Jang Jeong-min
- Born: 10 November 1994 (age 31)
- Height: 175 cm (5 ft 9 in)
- Weight: 77 kg (170 lb; 12 st 2 lb)

Rugby union career
- Position: Wing

International career
- Years: Team / Apps / (Points)
- 2017–: South Korea /  / (0)

National sevens team
- Years: Team /  / Comps
- 2017–: South Korea
- Medal record
Men's rugby sevens
Representing South Korea
Asian Games
| Silver medal – second place | 2022 Hangzhou | Team |
| Bronze medal – third place | 2018 Jakarta–Palembang | Team |

= Jang Jeong-min =

South Korean rugby sevens player

Jang Jeong-min (born 10 November 1994) is a South Korean rugby sevens player. He competed for South Korea at the 2020 Summer Olympics.

== Early career ==
Jang was in middle school when he discovered rugby and decided to join his school's rugby club. He continued playing rugby at Yonsei University.

== Rugby career ==
Jang was a member of the South Korean sevens team that competed at the delayed 2020 Summer Olympics in Tokyo. He also represented South Korea at the 2022 Rugby World Cup Sevens in Cape Town, South Africa.

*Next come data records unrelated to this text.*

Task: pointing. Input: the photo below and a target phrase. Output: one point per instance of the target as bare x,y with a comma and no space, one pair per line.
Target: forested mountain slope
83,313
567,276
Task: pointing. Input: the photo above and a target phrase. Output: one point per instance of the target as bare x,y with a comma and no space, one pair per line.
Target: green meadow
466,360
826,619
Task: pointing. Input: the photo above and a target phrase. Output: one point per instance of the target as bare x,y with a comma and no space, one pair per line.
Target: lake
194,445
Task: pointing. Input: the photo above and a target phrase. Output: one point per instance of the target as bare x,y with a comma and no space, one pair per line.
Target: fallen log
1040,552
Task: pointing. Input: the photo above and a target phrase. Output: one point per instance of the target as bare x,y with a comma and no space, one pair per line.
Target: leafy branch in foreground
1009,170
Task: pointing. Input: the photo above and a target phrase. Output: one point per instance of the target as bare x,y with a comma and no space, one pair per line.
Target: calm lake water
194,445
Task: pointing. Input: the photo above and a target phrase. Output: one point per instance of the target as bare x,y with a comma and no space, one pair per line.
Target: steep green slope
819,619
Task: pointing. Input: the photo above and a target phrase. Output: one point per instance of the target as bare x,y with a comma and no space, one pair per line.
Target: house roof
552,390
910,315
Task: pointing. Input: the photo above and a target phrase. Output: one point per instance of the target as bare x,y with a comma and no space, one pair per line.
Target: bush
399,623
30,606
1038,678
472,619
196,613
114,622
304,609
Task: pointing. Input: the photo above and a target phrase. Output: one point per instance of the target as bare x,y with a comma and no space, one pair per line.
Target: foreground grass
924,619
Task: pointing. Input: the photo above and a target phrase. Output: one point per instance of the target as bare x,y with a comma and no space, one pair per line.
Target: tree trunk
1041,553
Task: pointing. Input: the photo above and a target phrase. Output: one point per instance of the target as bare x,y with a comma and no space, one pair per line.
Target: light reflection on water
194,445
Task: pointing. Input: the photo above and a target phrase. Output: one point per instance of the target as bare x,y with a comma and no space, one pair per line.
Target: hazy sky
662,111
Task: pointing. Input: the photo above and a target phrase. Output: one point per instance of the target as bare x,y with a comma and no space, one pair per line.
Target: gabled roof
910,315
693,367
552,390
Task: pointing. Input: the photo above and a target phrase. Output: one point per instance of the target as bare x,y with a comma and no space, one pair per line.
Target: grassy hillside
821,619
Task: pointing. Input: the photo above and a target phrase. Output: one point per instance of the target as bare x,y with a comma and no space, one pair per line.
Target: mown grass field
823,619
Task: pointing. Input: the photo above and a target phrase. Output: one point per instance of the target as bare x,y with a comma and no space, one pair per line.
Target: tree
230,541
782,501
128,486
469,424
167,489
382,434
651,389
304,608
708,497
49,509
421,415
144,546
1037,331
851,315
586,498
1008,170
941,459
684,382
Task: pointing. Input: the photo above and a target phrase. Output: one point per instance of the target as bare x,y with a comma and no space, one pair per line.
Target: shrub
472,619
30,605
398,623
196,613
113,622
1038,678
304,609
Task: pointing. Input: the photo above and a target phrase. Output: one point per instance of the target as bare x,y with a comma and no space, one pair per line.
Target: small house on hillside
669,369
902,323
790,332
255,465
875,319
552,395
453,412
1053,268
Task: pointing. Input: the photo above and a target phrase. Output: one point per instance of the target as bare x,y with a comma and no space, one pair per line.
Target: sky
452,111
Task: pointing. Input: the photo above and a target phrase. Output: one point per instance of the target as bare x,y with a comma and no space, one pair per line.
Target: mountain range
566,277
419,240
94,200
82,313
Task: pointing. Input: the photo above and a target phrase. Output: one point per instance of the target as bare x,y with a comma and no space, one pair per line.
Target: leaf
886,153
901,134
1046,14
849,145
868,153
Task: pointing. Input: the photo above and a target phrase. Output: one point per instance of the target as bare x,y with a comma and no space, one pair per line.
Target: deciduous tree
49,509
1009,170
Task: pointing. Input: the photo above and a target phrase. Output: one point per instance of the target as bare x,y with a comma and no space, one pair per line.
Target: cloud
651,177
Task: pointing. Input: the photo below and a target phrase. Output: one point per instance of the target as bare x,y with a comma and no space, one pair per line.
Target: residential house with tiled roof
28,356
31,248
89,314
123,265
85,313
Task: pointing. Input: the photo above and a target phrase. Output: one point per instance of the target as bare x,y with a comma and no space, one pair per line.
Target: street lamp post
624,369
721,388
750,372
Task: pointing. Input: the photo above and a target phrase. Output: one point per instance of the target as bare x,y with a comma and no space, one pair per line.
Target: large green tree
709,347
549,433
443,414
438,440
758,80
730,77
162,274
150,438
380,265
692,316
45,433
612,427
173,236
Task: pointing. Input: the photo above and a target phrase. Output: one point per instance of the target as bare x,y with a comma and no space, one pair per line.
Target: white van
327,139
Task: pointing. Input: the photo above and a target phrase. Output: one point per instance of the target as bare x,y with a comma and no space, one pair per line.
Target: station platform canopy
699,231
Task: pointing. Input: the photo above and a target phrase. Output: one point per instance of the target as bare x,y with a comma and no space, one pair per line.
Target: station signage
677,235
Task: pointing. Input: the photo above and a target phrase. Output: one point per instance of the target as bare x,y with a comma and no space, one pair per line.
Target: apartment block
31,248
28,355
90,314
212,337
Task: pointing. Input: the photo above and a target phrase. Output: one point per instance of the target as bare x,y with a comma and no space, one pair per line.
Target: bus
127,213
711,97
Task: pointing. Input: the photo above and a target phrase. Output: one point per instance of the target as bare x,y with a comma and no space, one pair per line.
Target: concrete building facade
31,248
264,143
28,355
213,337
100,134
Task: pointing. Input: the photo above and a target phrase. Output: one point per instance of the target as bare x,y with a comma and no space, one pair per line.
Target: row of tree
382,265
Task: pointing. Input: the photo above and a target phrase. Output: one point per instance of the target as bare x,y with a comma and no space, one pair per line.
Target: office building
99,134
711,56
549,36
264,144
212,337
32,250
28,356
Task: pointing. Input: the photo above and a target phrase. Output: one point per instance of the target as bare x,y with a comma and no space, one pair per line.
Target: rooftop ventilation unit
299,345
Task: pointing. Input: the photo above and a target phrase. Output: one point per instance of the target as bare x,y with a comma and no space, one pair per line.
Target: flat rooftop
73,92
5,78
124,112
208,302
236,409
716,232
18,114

In 2023, He was selected in the South Korean fifteens squad for the Asia Rugby Championship in June. Later in September that year, he competed in rugby sevens at the Asian Games in Hangzhou, China. He scored a brace of tries to help his side beat China in the semi-final and secure a spot in the gold medal playoff. They eventually won silver after their 14–7 loss to Hong Kong in the final.